At first, I held on tight, like a baby about to take her first few steps. But as we went deeper and deeper, the water seemed to be more welcoming, beckoning us to come and see all the beauty she has to offer.
It’s gonna be okay, it seemed to say. Slowly, the current washed away the fears and anxieties and I was able to let go.
The undersea wandering left me wondering why I’ve been squandering all those opportunities in the past to try new things and see what else is out there. Why I’ve let myself be hindered by so many fears I myself conjured up, by apprehensions I allowed people to shove in my head, by regrets I willingly wallowed in.
Joanne and Chez, who were just as afraid at first. When we all came up, the feeling was indescribable.
It helped enormously that I was with three types of divers that day: the inexperienced ones who shared my fears (thank you, Joanne and Chez), the seasoned ones who showed us how awesome they feel (thank you, boys), and the teacher who helped us transition from one to the other (thank you, James).
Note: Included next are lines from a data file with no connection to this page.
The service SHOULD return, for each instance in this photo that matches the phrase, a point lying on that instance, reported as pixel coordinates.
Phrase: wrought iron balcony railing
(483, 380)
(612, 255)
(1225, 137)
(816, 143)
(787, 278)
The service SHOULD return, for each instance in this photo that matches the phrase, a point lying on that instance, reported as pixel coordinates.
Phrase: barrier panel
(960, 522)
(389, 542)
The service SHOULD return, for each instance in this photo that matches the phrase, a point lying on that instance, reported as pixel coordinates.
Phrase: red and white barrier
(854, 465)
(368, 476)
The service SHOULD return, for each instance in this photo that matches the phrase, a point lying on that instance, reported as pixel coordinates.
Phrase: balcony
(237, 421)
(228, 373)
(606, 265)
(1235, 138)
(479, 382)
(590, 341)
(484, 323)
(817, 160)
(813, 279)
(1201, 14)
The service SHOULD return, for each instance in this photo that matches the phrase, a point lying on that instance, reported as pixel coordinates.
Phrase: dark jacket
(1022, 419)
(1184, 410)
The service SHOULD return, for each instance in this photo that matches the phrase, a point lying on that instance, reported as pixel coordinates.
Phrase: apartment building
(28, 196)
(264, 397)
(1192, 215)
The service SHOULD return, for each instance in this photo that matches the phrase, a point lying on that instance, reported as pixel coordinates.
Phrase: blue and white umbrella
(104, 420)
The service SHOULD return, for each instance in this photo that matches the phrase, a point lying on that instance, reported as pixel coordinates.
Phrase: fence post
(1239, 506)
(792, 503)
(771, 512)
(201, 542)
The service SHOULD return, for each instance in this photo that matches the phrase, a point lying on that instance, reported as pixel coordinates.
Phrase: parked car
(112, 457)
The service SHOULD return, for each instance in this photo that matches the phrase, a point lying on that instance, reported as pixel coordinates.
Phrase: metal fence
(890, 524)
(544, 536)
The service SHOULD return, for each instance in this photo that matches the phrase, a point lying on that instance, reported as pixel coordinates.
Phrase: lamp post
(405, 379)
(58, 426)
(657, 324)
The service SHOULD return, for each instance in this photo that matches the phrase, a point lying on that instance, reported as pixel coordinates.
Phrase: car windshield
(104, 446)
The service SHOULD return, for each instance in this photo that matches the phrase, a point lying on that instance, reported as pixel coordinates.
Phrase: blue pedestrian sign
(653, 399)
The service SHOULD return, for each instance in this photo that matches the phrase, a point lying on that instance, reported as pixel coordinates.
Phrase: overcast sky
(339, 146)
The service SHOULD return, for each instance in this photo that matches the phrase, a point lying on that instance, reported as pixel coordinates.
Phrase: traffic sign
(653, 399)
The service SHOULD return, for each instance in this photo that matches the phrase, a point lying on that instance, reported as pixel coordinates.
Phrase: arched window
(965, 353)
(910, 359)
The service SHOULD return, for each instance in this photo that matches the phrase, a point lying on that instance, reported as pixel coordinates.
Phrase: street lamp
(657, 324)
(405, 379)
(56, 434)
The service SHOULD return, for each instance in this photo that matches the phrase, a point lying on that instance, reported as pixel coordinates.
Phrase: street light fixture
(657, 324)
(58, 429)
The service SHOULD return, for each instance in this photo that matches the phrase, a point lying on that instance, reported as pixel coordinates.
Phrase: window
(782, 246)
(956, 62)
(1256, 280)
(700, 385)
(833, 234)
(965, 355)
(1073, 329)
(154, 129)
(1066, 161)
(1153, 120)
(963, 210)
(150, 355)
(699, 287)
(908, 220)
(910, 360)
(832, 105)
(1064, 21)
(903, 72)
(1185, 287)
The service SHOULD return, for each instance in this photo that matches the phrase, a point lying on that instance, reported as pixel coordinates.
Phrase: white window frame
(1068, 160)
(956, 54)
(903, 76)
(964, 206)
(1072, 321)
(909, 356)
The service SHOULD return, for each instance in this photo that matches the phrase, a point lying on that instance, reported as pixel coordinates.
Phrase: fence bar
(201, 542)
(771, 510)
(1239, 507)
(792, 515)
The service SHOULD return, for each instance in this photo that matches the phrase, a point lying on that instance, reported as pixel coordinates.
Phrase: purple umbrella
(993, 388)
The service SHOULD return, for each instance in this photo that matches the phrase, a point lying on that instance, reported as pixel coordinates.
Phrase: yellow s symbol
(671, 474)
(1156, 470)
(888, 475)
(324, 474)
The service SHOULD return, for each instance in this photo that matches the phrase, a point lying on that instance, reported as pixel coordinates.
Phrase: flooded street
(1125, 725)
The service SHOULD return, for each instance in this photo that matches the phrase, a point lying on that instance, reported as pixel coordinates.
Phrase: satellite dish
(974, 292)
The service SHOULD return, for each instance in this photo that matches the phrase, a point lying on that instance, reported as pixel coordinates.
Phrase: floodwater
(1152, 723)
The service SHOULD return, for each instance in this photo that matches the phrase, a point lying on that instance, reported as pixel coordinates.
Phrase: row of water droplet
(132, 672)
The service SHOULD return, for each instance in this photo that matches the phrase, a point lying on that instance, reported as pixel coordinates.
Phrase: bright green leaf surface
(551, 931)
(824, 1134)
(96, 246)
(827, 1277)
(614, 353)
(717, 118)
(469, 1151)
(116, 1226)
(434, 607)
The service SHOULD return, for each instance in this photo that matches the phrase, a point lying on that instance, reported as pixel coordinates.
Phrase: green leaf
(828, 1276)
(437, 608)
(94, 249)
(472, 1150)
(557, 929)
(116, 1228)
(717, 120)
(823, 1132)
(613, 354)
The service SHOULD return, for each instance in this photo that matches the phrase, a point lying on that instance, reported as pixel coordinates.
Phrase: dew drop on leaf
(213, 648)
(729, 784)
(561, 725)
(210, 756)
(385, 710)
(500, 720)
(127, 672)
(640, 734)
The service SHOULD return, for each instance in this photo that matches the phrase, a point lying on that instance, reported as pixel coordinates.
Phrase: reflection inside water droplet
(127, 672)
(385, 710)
Above all, thank you, Magel. I’ve been a hermit crab this whole year, and you patiently coaxed me out of my shell to try and do things I previously thought unthinkable.
“Dive, but don’t drown.” I texted my parents and siblings just before I went out to sea, and that’s what my dad said to me. Knowing his penchant for humorous wordplay, he was probably just trying to be funny in telling his daughter to be careful. But his words spoke volumes more than that.
As the sun sank into sea, the realization sank into me that indeed, there are many things that will besiege us. Challenges, triumphs, excruciating sadness, immense joy, failures, victories. Whichever of these pressures arise, what’s important is that we learn to equalize, to go with the flow, to take deep breaths and calmly work our way through the current and not let ourselves be swept away. To clear the fog in our masks that might be keeping us from seeing things clearly. To dive into things and take it all in, embrace what’s enveloping us, but not let it drown us.
I can’t wait for what the next experience will be teaching.